I actually had a line of Anerythristics that were notable for having very solid black blotches to them. Wish I could remember what line they came from. Seems to be that it was not something I would have expected from the normal colored lines it came from. Maybe it will come to me sometime and I'll make note of it when (if?) that happens. I might actually have pics of it somewhere in this personal forum I have here. :shrugs:

But like I said, plan on a VERY long haul with a project of this nature. With the understanding that genetics (and Murphy's Law) might be fighting you tooth and nail the entire time.
 
Hmm, that could be an interesting project, but plan on the long haul.

Personally, I would be inclined to start with the best reverse Okeetee lines I could find with the intention of crowding out the blotches with the expanded borders. The hopes there would be that normal colored (meaning NOT amelanistic) forms from this line would have those expanded borders showing up as black and obscuring the normally red color of the blotches with black.

Then go for the background color heading towards white.
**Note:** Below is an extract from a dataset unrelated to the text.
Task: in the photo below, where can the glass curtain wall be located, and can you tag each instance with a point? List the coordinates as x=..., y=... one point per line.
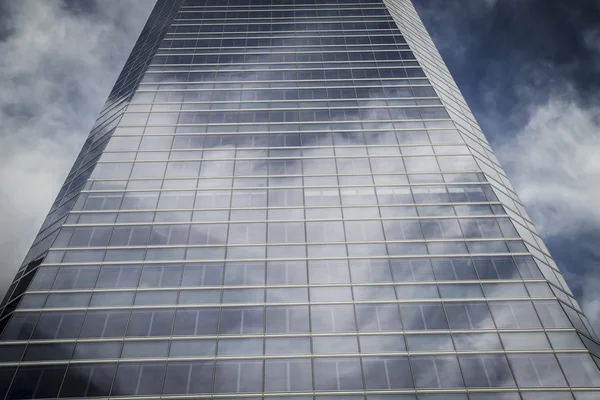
x=287, y=209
You might have to have parallel lines running with each having a different goal, and then when you got each line as close as you think you could get, then start merging them, hoping you can get the best of each line showing up in subsequent generations.

So essentially you would have a normal with thick black borders that crowd out the blotches and has a high white background?

I wasn't really planning to take on this project but that might change now. A weird series of events took place today and I'm receiving a female snow tessera that was produced by SMR. One of the parents was a high white RO. I could try doing a line of normals with the thick borders and a line of anerys. I already have a 2yo male anery with solid blotches and no yellowing yet.